Building the private pay caseload
You cannot just drop panels and wait. You need to actively build the private pay pipeline before and during the transition, or you will experience a caseload gap that makes the transition feel catastrophic.
Update your directory profiles
Remove insurance panels from your Psychology Today and other directory listings as you leave them. Be explicit about your current fee and any sliding scale availability. Clients who are looking for a therapist at your fee will find you faster when you are clear about it upfront. The post on getting clients from Psychology Today has more on how to make a private pay profile work.
Tell your referral sources
The people who send you referrals need to know what you are doing and when. Referral sources who have been sending you insurance clients will need to know your new fee structure. Some will continue to refer; others will redirect to in-network providers. Give them enough notice to adjust, and use it as an opportunity to clarify who you most want to work with now.
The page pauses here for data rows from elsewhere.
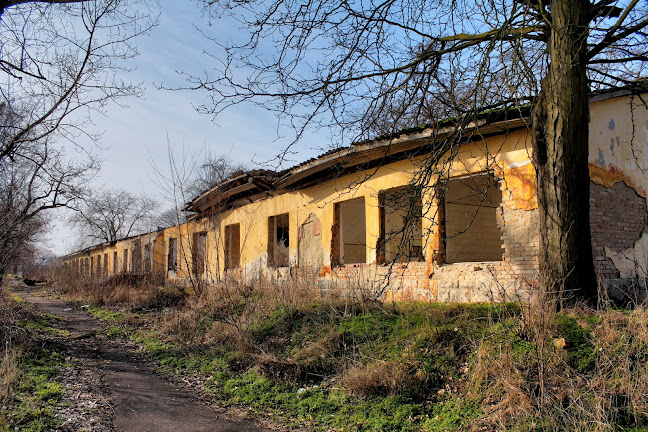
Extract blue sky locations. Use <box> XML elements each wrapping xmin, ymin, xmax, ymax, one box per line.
<box><xmin>45</xmin><ymin>0</ymin><xmax>328</xmax><ymax>254</ymax></box>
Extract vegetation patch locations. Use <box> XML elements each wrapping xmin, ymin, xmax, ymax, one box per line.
<box><xmin>52</xmin><ymin>276</ymin><xmax>648</xmax><ymax>431</ymax></box>
<box><xmin>0</xmin><ymin>296</ymin><xmax>65</xmax><ymax>431</ymax></box>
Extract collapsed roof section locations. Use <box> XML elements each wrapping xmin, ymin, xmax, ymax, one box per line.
<box><xmin>185</xmin><ymin>80</ymin><xmax>648</xmax><ymax>218</ymax></box>
<box><xmin>184</xmin><ymin>170</ymin><xmax>277</xmax><ymax>217</ymax></box>
<box><xmin>185</xmin><ymin>107</ymin><xmax>530</xmax><ymax>218</ymax></box>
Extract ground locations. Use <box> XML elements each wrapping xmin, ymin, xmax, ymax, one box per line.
<box><xmin>16</xmin><ymin>287</ymin><xmax>269</xmax><ymax>432</ymax></box>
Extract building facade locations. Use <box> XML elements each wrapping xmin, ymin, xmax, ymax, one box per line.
<box><xmin>65</xmin><ymin>90</ymin><xmax>648</xmax><ymax>302</ymax></box>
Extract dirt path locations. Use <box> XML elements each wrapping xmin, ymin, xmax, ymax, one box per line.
<box><xmin>17</xmin><ymin>289</ymin><xmax>268</xmax><ymax>432</ymax></box>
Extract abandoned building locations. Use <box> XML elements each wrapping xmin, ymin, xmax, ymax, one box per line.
<box><xmin>65</xmin><ymin>90</ymin><xmax>648</xmax><ymax>302</ymax></box>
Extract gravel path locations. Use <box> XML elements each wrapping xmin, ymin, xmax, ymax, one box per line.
<box><xmin>18</xmin><ymin>289</ymin><xmax>268</xmax><ymax>432</ymax></box>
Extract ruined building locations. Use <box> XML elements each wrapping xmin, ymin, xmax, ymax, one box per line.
<box><xmin>65</xmin><ymin>90</ymin><xmax>648</xmax><ymax>302</ymax></box>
Set your fee correctly for the transition
This is a common mistake: leaving panels and setting a private pay fee that is still too low. If you are going to the trouble of leaving insurance, set a fee that actually reflects what you need to see a sustainable number of sessions. A private pay fee of $120 that still requires 28 sessions a week to make ends meet has not solved the problem.
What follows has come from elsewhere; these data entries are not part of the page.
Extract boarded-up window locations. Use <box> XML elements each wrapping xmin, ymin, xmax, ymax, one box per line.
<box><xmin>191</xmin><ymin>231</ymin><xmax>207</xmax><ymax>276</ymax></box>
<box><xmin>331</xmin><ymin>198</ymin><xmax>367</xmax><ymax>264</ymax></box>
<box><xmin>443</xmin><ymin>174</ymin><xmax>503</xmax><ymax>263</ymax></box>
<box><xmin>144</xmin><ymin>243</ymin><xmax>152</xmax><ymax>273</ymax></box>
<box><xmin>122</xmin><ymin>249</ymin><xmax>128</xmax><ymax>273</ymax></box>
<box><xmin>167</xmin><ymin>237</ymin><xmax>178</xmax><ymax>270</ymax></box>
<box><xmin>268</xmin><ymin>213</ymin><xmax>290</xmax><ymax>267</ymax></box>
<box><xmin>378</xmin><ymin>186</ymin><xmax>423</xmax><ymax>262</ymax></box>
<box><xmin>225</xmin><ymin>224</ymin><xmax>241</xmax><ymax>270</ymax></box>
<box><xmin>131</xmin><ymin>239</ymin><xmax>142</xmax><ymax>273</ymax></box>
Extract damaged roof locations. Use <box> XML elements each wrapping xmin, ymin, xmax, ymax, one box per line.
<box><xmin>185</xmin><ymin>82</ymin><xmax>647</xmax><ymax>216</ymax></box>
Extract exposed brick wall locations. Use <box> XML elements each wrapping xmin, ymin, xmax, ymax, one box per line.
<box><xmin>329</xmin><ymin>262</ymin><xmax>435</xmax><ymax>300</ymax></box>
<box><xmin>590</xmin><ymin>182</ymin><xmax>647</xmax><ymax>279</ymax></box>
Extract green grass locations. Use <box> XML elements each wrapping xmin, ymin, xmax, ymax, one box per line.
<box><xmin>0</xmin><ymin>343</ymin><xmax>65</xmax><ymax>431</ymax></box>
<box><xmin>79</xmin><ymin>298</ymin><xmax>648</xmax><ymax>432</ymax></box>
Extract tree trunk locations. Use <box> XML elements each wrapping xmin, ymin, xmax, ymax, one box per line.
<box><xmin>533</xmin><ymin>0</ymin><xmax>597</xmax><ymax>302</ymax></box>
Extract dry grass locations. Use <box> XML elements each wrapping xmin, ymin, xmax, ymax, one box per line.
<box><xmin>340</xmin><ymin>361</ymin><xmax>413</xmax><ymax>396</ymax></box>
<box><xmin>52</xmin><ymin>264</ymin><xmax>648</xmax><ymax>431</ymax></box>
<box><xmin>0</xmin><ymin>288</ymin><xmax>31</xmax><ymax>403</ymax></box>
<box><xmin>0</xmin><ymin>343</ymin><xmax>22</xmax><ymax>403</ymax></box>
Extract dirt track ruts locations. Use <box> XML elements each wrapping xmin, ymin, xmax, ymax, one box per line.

Out-of-network negotiations: know your rights
Once you are out-of-network, some insurers will contact you to negotiate your fee. They may frame this as a process you are required to participate in, or suggest that your clients' reimbursement depends on your cooperation. As an out-of-network provider with no panel contract, you have no obligation to negotiate your fee with insurers. You are free to decline, ignore, or simply restate your fee. These calls are designed to sound official in a way that implies you have less choice than you do.
The timeline in practice
A realistic timeline for a managed transition out of insurance:
- Months 1 to 2: Read all contracts. Stop accepting new insurance clients. Begin building private pay referral sources. Update profiles.
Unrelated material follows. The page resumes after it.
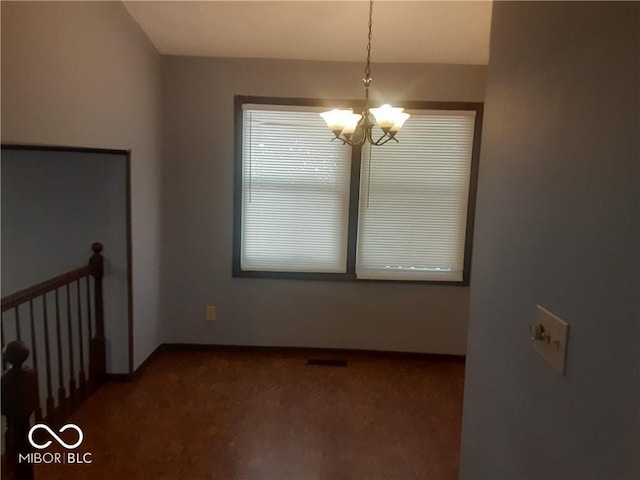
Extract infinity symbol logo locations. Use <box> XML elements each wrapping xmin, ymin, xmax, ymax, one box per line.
<box><xmin>29</xmin><ymin>423</ymin><xmax>84</xmax><ymax>450</ymax></box>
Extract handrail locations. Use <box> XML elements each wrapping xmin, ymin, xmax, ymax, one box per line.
<box><xmin>2</xmin><ymin>265</ymin><xmax>91</xmax><ymax>312</ymax></box>
<box><xmin>0</xmin><ymin>242</ymin><xmax>106</xmax><ymax>480</ymax></box>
- Month 3: Send formal termination notices to the first panel(s). Begin client conversations. Build the superbill process if offering OON.
- Months 4 to 6: Transition existing clients. Continue adding private pay intake. Adjust fee if needed.
- Month 6 onward: Evaluate remaining panels. Leave the next tier when the private pay caseload supports it.
The therapists who struggle with this transition are usually the ones who try to move faster than their private pay pipeline supports, or who underestimated the income gap during the transition period. Plan for both.